FS#69256 - [linux] kernel NULL pointer dereference

Attached to Project: Arch Linux
Opened by Nelson Balza (KbpG28) - Saturday, 09 January 2021, 10:17 GMT
Last edited by Sven-Hendrik Haase (Svenstaro) - Wednesday, 17 February 2021, 23:45 GMT
Task Type Bug Report
Category Packages: Core
Status Closed
Assigned To No-one
Architecture x86_64
Severity Critical
Priority Normal
Reported Version
Due in Version Undecided
Due Date Undecided
Percent Complete 100%
Votes 3
Private No

Details

Description: The system suddenly crashes, even if I'm not doing anything at all. I had music in background and it continued to play, I tried to change to virtual console with ctrl+alt+f3 or shut down the xrog server with ctrl+alt+backspace, but nothing happened, the screen stayed frozen with what I was doing on screen and music playing in background, I had to force a physical shutdown. This usually happened after hours from boot, it doesn't seem to be a particular application to be causing the problem.

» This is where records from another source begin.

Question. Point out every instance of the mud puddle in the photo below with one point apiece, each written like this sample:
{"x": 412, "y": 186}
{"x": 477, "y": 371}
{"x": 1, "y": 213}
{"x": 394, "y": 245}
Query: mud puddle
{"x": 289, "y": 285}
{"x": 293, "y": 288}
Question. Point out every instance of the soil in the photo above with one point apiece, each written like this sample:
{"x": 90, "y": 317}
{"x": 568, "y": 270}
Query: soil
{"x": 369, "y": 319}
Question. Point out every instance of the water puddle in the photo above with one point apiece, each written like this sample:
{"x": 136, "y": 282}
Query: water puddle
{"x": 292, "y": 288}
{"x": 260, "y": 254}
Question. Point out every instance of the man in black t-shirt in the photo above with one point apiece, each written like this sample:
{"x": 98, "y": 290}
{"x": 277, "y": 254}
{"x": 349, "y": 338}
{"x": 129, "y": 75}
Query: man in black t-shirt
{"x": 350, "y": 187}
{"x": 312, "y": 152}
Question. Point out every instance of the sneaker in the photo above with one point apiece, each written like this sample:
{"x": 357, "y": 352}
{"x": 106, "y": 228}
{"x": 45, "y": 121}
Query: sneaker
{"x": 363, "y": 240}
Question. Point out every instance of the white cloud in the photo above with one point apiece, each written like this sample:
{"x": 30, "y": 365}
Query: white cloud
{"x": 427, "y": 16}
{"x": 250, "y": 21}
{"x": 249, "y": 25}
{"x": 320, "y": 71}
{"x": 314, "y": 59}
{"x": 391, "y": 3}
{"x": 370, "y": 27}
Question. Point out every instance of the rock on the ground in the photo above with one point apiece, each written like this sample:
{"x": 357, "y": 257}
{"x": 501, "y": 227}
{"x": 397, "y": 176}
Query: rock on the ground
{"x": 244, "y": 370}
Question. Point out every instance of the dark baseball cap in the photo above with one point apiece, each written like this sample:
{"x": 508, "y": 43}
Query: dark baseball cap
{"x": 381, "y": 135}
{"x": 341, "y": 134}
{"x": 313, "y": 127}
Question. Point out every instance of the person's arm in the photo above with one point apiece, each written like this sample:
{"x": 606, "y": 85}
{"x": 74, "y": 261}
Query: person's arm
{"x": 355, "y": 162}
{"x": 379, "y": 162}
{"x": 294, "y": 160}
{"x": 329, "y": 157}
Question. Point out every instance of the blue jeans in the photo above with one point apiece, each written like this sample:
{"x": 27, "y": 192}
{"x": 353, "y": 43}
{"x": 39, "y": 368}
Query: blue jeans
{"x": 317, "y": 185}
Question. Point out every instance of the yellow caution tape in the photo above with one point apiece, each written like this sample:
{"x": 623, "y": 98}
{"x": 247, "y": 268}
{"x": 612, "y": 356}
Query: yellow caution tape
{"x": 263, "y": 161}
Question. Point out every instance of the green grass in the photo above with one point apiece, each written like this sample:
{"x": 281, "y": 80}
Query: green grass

It happened with both gnome and kde. This started to happening only from the last update of both kernel and nvidia driver.


Additional info:
* linux-5.10.5.arch1-1
* nvidia-460.32.03

Steps to reproduce:
I didn't find out what pattern is exactly causing the problem, it just happens after few hours
This task depends upon

Closed by  Sven-Hendrik Haase (Svenstaro)
Wednesday, 17 February 2021, 23:45 GMT
Reason for closing:  Upstream
Comment by loqs (loqs) - Saturday, 09 January 2021, 11:55 GMT
@KbpG28 unfortunately there is absolutely nothing Arch can do to fix issues in the binary blob part of the nvidia kernel driver. There are similar upstream reports such as [1].
I can only suggest if you can not a thread on the nvidia linux sub forum you start a new one see [2] for what to include.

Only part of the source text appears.